Li Ruili, Sun Xiaotong, Hu Yuyang, Liu Shenghong, Huang Shuting, Zhang Zhipeng, Chen Kecen, Liu Qi, Chen Xiaoqing
College of Chemistry and Chemical Engineering, Central South University, Changsha 410083, China.
Xiangjiang Laboratory, Changsha 410205, China.
Environ Sci Technol. 2024 Dec 24;58(51):22528-22538. doi: 10.1021/acs.est.4c05590. Epub 2024 Dec 13.

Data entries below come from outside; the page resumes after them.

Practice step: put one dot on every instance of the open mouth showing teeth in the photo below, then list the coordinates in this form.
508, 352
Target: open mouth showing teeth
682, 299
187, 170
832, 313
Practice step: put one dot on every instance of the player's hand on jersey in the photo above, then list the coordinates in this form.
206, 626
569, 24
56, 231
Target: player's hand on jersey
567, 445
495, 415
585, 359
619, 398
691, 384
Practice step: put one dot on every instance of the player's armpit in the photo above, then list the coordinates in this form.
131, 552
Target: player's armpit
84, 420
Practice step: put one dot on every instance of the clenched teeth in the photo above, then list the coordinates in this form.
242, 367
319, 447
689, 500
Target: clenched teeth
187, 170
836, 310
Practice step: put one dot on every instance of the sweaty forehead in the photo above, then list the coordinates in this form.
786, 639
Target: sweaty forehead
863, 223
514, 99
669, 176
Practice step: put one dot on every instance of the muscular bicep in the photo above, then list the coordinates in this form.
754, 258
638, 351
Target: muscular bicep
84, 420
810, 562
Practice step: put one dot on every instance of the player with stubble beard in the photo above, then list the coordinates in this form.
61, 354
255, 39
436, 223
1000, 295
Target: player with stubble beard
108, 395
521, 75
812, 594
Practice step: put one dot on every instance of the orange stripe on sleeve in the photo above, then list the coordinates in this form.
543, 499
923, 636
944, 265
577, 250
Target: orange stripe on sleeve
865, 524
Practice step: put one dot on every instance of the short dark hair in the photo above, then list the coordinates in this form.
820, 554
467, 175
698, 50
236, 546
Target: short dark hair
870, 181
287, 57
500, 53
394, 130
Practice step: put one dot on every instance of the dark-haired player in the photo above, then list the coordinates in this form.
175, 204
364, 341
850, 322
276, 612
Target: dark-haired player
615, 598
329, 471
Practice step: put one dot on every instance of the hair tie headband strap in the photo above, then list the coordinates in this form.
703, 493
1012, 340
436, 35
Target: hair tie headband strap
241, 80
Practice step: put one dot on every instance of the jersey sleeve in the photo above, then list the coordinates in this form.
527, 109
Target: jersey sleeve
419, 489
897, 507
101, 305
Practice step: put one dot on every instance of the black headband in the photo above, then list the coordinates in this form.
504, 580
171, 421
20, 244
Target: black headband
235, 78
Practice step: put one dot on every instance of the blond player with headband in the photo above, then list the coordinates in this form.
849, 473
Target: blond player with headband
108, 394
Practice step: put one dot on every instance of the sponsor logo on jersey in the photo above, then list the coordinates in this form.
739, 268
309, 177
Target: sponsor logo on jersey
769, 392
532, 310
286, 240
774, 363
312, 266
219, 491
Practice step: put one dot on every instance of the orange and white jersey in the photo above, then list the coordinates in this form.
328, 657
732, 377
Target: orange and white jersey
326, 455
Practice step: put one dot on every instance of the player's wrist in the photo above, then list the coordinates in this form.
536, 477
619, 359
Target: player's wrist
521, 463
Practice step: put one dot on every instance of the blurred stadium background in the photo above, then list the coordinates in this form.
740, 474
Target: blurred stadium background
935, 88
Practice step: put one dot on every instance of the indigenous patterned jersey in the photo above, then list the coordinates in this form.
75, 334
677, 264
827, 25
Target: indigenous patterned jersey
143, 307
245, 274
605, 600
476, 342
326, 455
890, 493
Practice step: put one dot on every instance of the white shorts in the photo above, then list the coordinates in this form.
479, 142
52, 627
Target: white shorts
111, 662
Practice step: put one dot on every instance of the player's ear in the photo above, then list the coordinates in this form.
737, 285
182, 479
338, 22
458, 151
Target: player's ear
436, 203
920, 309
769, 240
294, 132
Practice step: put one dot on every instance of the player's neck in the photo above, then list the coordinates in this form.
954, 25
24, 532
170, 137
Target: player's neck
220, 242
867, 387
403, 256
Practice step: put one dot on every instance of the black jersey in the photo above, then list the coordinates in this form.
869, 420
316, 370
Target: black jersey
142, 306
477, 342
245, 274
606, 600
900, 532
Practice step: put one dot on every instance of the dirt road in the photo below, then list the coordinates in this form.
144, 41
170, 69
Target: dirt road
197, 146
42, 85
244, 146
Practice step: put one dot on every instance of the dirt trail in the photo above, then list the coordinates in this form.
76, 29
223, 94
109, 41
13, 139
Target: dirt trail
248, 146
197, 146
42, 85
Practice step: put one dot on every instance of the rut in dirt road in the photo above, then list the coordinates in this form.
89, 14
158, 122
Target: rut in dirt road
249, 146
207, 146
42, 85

The biotoxicity of nanoplastics (NPs), especially from environmental sources, and "NPs carrier effect" are in the early stages of research. This study presents a machine learning-assisted "shrink-restricted" SERS strategy (SRSS) to monitor molecular changes in the cellular secretome exposure to six types of NPs. Utilizing three-dimensional (3D) Ag@hydrogel-based SRSS, active targeting of molecules within adjustable nanogaps was achieved to track information. Machine learning was employed to analyze the overall spectral profiles, biochemical signatures, and time-dependent changes. Results indicate that environmentally derived NPs exhibited higher toxicity to BEAS-2B and L02 cells. Notably, the "NPs carrier effect," resulting from pollutant adsorption, proved to be more harmful. This effect altered the death pathway of BEAS-2B cells from a combination of apoptosis and ferroptosis to primarily ferroptosis. Furthermore, L02 cells demonstrated greater metabolic vulnerability to NPs exposure than that of BEAS-2B cells, especially concerning the "NPs carrier effect." Traditional detection methods for cell death often rely on end point assays, which limit temporal resolution and focus on single or multiple markers. In contrast, our study pioneers a machine learning-assisted SERS approach for monitoring overall metabolic levels post-NPs exposure at both cellular and molecular levels. This endeavor has significantly advanced our understanding of the risks associated with plastic pollution.
纳米塑料(NPs)的生物毒性,尤其是环境来源的纳米塑料,以及“NPs载体效应”尚处于研究初期。本研究提出了一种机器学习辅助的“收缩限制”表面增强拉曼光谱策略(SRSS),以监测细胞分泌组暴露于六种类型纳米塑料时的分子变化。利用基于三维(3D)银@水凝胶的SRSS,实现了对可调纳米间隙内分子的主动靶向,以跟踪信息。采用机器学习来分析整体光谱轮廓、生化特征和时间依赖性变化。结果表明,环境来源的纳米塑料对BEAS-2B和L02细胞表现出更高的毒性。值得注意的是,由污染物吸附导致的“NPs载体效应”被证明更具危害性。这种效应将BEAS-2B细胞的死亡途径从凋亡和铁死亡的组合改变为主要是铁死亡。此外,L02细胞对纳米塑料暴露表现出比BEAS-2B细胞更大的代谢脆弱性,尤其是在“NPs载体效应”方面。传统的细胞死亡检测方法通常依赖于终点测定,这限制了时间分辨率,并侧重于单一或多个标志物。相比之下,我们的研究开创了一种机器学习辅助的表面增强拉曼光谱方法,用于在细胞和分子水平上监测纳米塑料暴露后的整体代谢水平。这一努力显著推进了我们对塑料污染相关风险的理解。